Better than a tent: The Gaza family living in ruins of their bombed home

On the third day of Israel’s offensive on the Gaza Strip, Siham Naji was sitting opposite her husband Khaled in their living room when she remembered to take her daily medication.

She walked to the kitchen and opened the door to the refrigerator to get some water. The next second she found herself in hell.

“I was knocked to the floor and felt something hot over me,” the 48-year-old said. The air around her had darkened and filled with dust, the sounds of destruction ringing in her ears.

An Israeli missile hit her neighbour’s house, flattening it completely and damaging the Naji home.

Siham screamed out her husband’s name repeatedly before she heard his faint laboured breathing.

Crawling on her hands and knees, she made it back to the living room and saw the lower half of Khaled’s body buried under the rubble. Blood trickled out of his mouth.

Her son Mustafa lay in shock in his bedroom, thinking he had lost all feeling in his body.

Eventually, mother and son managed to free Khaled from the rubble and the three staggered out of their ruined home, hurt but alive.

‘My own palace’

The Naji family home, where 15 members were staying, had been a labour of love – Khaled built it himself over the years.
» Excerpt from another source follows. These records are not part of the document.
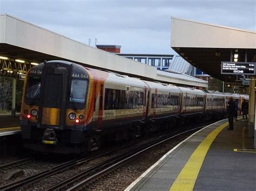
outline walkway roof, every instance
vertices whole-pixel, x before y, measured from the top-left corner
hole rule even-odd
[[[231,51],[238,49],[238,61],[245,61],[246,51],[247,61],[256,61],[255,32],[183,19],[171,19],[171,47],[191,65],[226,82],[236,79],[220,74],[221,62],[231,60]]]
[[[157,69],[119,56],[8,15],[0,16],[0,55],[26,62],[64,60],[96,68],[104,68],[130,76],[174,83],[170,77],[159,77]],[[207,87],[207,82],[186,84]]]

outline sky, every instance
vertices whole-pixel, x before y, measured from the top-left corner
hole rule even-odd
[[[0,0],[5,13],[122,53],[174,53],[171,17],[256,31],[256,0]]]

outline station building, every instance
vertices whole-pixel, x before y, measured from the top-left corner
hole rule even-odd
[[[116,53],[120,48],[116,46],[104,50]],[[0,76],[12,79],[13,116],[17,80],[20,76],[24,77],[33,66],[53,60],[71,61],[146,80],[192,87],[208,86],[204,80],[159,70],[155,67],[95,48],[13,16],[0,15]]]

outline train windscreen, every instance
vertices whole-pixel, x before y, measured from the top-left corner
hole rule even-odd
[[[32,75],[30,76],[28,79],[26,86],[26,98],[39,98],[41,85],[41,77]]]
[[[84,104],[86,101],[88,81],[73,79],[71,80],[69,102]]]

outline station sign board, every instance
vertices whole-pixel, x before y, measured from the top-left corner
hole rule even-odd
[[[231,91],[241,91],[240,88],[232,88]]]
[[[221,74],[255,75],[256,62],[221,62]]]
[[[251,79],[248,77],[244,77],[242,79],[242,84],[244,86],[250,86]]]

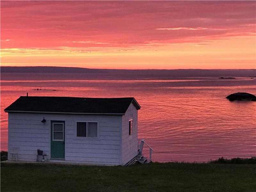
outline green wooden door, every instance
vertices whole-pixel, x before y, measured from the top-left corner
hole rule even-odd
[[[65,122],[51,121],[51,158],[65,158]]]

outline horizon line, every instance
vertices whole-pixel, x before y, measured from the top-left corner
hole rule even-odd
[[[145,68],[145,69],[125,69],[125,68],[90,68],[83,67],[62,67],[58,66],[0,66],[1,67],[54,67],[60,68],[79,68],[81,69],[99,69],[99,70],[256,70],[256,68],[230,68],[230,69],[201,69],[201,68],[177,68],[177,69],[156,69],[156,68]]]

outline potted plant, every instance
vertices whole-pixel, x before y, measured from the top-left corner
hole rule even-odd
[[[43,155],[43,151],[40,150],[40,149],[37,149],[37,155]]]

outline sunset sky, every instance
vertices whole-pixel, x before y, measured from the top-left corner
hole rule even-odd
[[[256,68],[255,1],[1,1],[2,66]]]

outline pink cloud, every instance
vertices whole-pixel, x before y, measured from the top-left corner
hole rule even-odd
[[[127,47],[255,35],[256,6],[254,1],[4,1],[1,47]]]

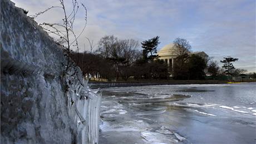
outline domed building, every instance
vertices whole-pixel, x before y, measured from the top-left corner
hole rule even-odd
[[[173,66],[175,64],[175,58],[178,56],[178,54],[175,52],[174,46],[174,44],[171,43],[164,46],[157,52],[157,54],[159,56],[159,58],[165,61],[168,66],[172,68],[173,68]],[[205,58],[208,57],[208,55],[203,51],[189,52],[189,54],[195,54]]]

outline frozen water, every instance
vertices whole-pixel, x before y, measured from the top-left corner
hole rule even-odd
[[[253,143],[255,84],[104,89],[100,142]]]

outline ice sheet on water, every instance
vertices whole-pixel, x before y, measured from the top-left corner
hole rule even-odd
[[[234,109],[234,108],[233,108],[233,107],[228,107],[228,106],[220,106],[219,107],[221,107],[221,108],[229,109],[229,110],[230,110],[232,111],[239,112],[241,112],[241,113],[248,113],[248,112],[245,112],[245,111],[240,111],[240,110],[237,110]]]
[[[234,108],[240,108],[240,107],[238,107],[238,106],[234,106],[234,107],[234,107]]]
[[[195,112],[199,112],[200,113],[201,113],[201,114],[203,114],[203,115],[207,115],[207,116],[216,116],[216,115],[213,115],[213,114],[210,114],[210,113],[207,113],[206,112],[200,112],[200,111],[199,111],[198,110],[195,110]]]
[[[175,143],[179,142],[179,140],[173,137],[166,136],[164,134],[159,132],[144,131],[141,132],[141,136],[144,139],[146,143]]]

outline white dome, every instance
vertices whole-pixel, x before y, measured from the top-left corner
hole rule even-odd
[[[157,54],[161,57],[164,56],[176,56],[174,52],[174,49],[173,48],[174,44],[172,43],[164,46],[161,49],[157,52]]]

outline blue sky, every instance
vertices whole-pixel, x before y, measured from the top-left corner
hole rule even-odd
[[[57,0],[13,2],[29,10],[28,15],[58,4]],[[159,49],[180,37],[190,42],[192,51],[204,51],[219,63],[223,57],[230,56],[239,59],[234,63],[235,67],[256,72],[255,0],[81,2],[88,11],[86,28],[79,39],[82,49],[85,44],[88,50],[85,37],[96,43],[106,35],[140,42],[159,36]],[[77,19],[77,29],[82,26],[83,14],[81,14]],[[61,16],[60,11],[53,10],[36,20],[56,21]]]

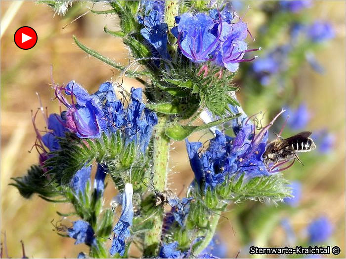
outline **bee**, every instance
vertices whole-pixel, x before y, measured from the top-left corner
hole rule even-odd
[[[296,152],[309,152],[316,148],[313,140],[309,138],[311,134],[309,131],[303,131],[287,139],[278,135],[275,140],[267,145],[263,154],[264,164],[271,167],[269,171],[292,159],[297,159],[304,165]]]

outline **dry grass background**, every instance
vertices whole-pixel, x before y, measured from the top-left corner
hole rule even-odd
[[[1,17],[11,3],[11,1],[1,1]],[[310,124],[311,129],[328,127],[337,134],[338,143],[333,155],[324,157],[309,172],[304,182],[302,201],[308,206],[296,214],[292,220],[299,230],[311,218],[326,214],[336,225],[333,238],[341,246],[342,257],[345,249],[345,2],[315,3],[311,11],[316,17],[332,20],[337,36],[323,52],[317,54],[318,59],[326,69],[326,74],[317,74],[304,66],[297,83],[301,86],[303,96],[315,114]],[[76,35],[82,42],[118,62],[128,62],[128,51],[121,41],[103,31],[105,25],[110,29],[115,29],[117,21],[114,17],[89,13],[62,29],[85,10],[76,8],[73,11],[74,15],[67,18],[53,17],[53,11],[47,7],[24,1],[1,38],[1,240],[6,233],[7,249],[11,257],[22,257],[20,240],[24,242],[29,257],[69,258],[86,250],[84,245],[74,245],[73,239],[60,237],[52,231],[53,227],[50,222],[60,219],[55,212],[68,212],[68,206],[49,203],[35,196],[25,200],[16,189],[7,185],[10,177],[23,175],[30,165],[38,161],[35,151],[28,152],[36,138],[30,114],[31,110],[39,107],[35,92],[40,93],[43,106],[48,107],[49,112],[58,111],[57,102],[50,101],[53,97],[48,85],[51,82],[51,65],[55,82],[66,83],[74,79],[90,92],[107,80],[117,79],[117,71],[87,57],[73,43],[72,36]],[[251,12],[246,17],[250,23],[253,19]],[[253,19],[260,20],[260,17]],[[13,39],[15,31],[24,25],[34,28],[38,35],[37,44],[29,50],[17,48]],[[130,87],[136,83],[128,79],[124,85]],[[38,126],[43,128],[43,121],[39,120],[38,122]],[[191,139],[199,138],[195,135]],[[173,167],[170,182],[174,185],[170,188],[179,192],[183,185],[187,185],[193,179],[182,142],[172,147],[171,165]],[[112,190],[108,192],[109,196],[115,193]],[[236,228],[232,230],[233,209],[231,208],[227,214],[230,222],[220,224],[222,235],[229,244],[229,257],[234,256],[241,248]],[[282,236],[278,230],[273,239],[282,240]]]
It boasted two living rooms, three bedrooms, a kitchen, a large bathroom and a partially-finished apartment for his married son on the second floor.“It was like living in my own palace,” Khaled, 51, said. “All my life and dreams were in this house.”

“I was in the process of building a balcony overlooking the garden,” he added. “I had plans to make a small swimming pool for the younger children in the summer.”

A day after the attack, Khaled returned to survey the damage to his beloved house.

“All those years of working were poured into the effort of building this house with my own hands, with the help of my wife,” he said. “I mixed the concrete and designed the layout and picked the best furniture.”

The family had received word that a house in their neighbourhood would be targeted but did not know which one.

For about 10 days, the family tried sheltering at a school but found the conditions unbearable. “There’s no water, electricity, or privacy,” Siham said. “It’s very crowded. So we went to Al-Aqsa Martyrs Hospital but the situation there was more or less the same.”

The Naji family decided to return to their home and live among the ruins, seeing it as a better option. After removing rubble from one room and cleaning it as best as they could, they laid mattresses down for sleeping. The room had no doors or windows.